One of the places that gives me joy is practically in my own backyard. It’s called Blacklick Woods, and it’s a park owned by the city of Columbus. It’s 2.5 miles from my house.
I go there by different modes of transportation: walking, riding my bike or car. I walk in the park mostly during fall, spring and summer. I don’t go there much in the winter⎯only a couple of times when it’s not freezing.
I have two favorite trails: one is a .75 mile trail tree covered trail that circles the nature center, and another is a 4.1 bike and walking trail which is more open and sunny. You see more animals on the trail by the Nature Center. I’m guessing they like to hang out there because it’s more woodsy.
The walking trail is a relatively level path, but there’s one good hill. Sometimes I speed down that hill on my bike. When I”m doing that I feel like I’m 10 years old. I feel joy!
I like to watch the young mothers and fathers pedaling their bikes with their kids attached to the back of their bikes in a covered contraption. Often, you’ll see a jogger pushing their kids in a stroller while they jog. All the kids seem to be enjoying the ride.
I usually visit the Nature Center before I take my walk. It’s a little building with some displays and a big window where you can view nature doing its own thing. Sometimes, when you look out the window, you’ll spot a hawk or an unusual colored bird eating the food in the feeders. Sometimes, you’ll spot other animals. I’ve seen minks, possums, raccoons, and mice.
There’s a lot of different people sitting around the nature center watching the animals. There’s a big window where we can all watch the animals eating the seeds and drinking the water left by the park rangers. The little kids are almost more fun to watch than the animals. They like to point at the animals out the window. It’s the joy of discovery; it seems to make them so happy.
” Mommy, that bird likes me. He’s looking at me,” one little guy recently said to his mom.
“Yes he does,” she agreed.
Today when I went on my walk around the Nature center, there was a deafening high sound. It was the peepers (frogs) looking for mates. I’d never heard that sound before. When I asked the guide how long it lasts. “Until they all find mates.”
The people who visit the park remind me of the animals. When it’s a nice day, they all become active and materialize. Today, many were wearing summer garb because it was a lovely spring day.
The park gave me a luxurious feeling: there’s nothing like the feel of the warm sun. When I got out of the range of the peepers, I felt the soft sweet wind.
I get a little sad in the fall when I see the leaves starting to turn colors because I know what’s next.

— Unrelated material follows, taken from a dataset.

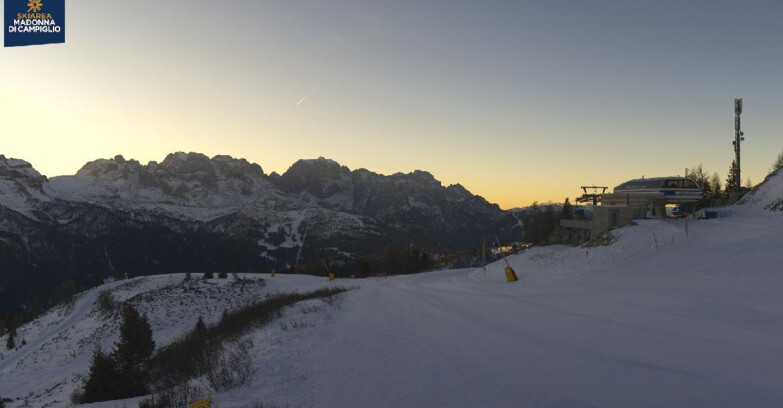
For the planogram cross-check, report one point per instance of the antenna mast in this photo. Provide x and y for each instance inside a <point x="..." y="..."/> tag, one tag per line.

Winter with her cold temperatures and snow. But mother nature is full of surprises. This year I kept waiting for the snow, but it never fell.
I never counted how many times I’ve walked around the trail. It must be in the hundreds. I never know if I’m going to spot a deer family. There’s something fun about coming across a free wild animal. Maybe it’s because you never know when it’s going to happen. If they get too close, I get a little nervous. After all, they are wild animals.
As a young mother, I used to take my kids to the very same park. The fancy playground they have up now wasn’t there at the time. It was just swings and a slide, but it was enough for them. I find it hard to believe that part of my life ever existed. I sometimes wonder when it ended. It seems like you should be able to record the date on a calendar or write it in a book. But life isn’t like that.
Sometimes my grown-up children will humor me by accompanying me to the park. The last time I went with two of them, my daughter said, “look mom!” She pointed at a barn owl, sitting in a tree during the day.
I was as excited as a little kid. I’d looked for them on owl walks, but never spotted one before. I got up really close, and we stared at each other.
“Where you been hiding?” I asked. He just kept staring, and even moved his head from side to side.
If I moved from my house, I think the park is the thing I’d miss the most.